Scan Container Images
Container image scanning is usually the first security control that’s put in place by organizations moving to containerized applications; often, it’s the only security control that is deployed. DevOps teams leverage image scanning to gain visibility into what they are deploying, where the images are pulled from and what vulnerabilities exist. Security teams can then periodically review the image running in production and prioritize vulnerabilities by severity. Image scanning should be part of the continuous integration (CI) process, with policies applied at the continuous integration/continuous delivery (CI/CD) stages and in production.
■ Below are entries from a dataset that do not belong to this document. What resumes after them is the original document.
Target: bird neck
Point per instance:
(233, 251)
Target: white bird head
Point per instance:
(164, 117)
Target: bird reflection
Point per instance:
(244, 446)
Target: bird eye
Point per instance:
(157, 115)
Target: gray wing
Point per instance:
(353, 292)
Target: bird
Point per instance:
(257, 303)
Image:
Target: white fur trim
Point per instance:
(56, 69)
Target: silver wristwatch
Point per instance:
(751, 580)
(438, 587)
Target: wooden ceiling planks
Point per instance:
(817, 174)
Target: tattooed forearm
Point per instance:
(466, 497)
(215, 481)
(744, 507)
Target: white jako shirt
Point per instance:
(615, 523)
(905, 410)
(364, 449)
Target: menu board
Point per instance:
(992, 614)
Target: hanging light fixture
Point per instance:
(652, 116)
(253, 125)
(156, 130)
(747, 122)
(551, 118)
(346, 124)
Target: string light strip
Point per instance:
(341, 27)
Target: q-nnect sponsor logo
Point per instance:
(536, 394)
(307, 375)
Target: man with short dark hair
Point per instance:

Embrace Automation and Maintain Compliance
The distributed nature of Kubernetes environments and the rapid pace of change make it impossible to manually apply traditional security processes. The only way to secure your environment and ensure there is no deviation from compliance is to automate these processes and leverage tools that continuously monitor changes in the configuration state of an application. Typically, the application security team will define the security policies they want in place for their organization, and the DevOps team will create the policies and ensure compliance. But this leaves the potential for misalignment. Automation allows security and DevOps teams to better understand their security posture and enforce policies consistently across these environments.
Adopt a DevSecOps Mindset
We have to tackle the cultural change that’s needed to ensure security and DevOps teams can collaborate in this incredibly complex environment. For example, because a characteristic of cloud-native apps is to reuse open source container images, it’s the responsibility of both DevOps and security teams to ensure that artifacts and dependencies in their applications do not contain known vulnerabilities.
While developers are clearly assuming more responsibility for application security as part of the rise of DevSecOps, security teams still need to play an active role. Integrating security throughout the DevOps cycle will help to address the widening security gap and encourage collaboration between the two teams so that organizations no longer need to compromise security for speed. By prioritizing security from the start, DevOps teams will learn the type of risks that come with rushing deployment. And through working closely with DevOps, security teams can learn the type of manual testing that goes into development cycles to flag potential vulnerabilities earlier.
Security must be a shared responsibility for cloud-native organizations. By embracing DevSecOps, we can reduce the time to build containers, ensure images are secure, and simplify management across clusters and clouds. When security becomes an integrated part of the container life cycle, it results in a faster path to production. I encourage organizations to embrace the cultural changes needed to adopt a DevSecOps mindset. We work better together, and the security of modern applications and the cloud depends on it.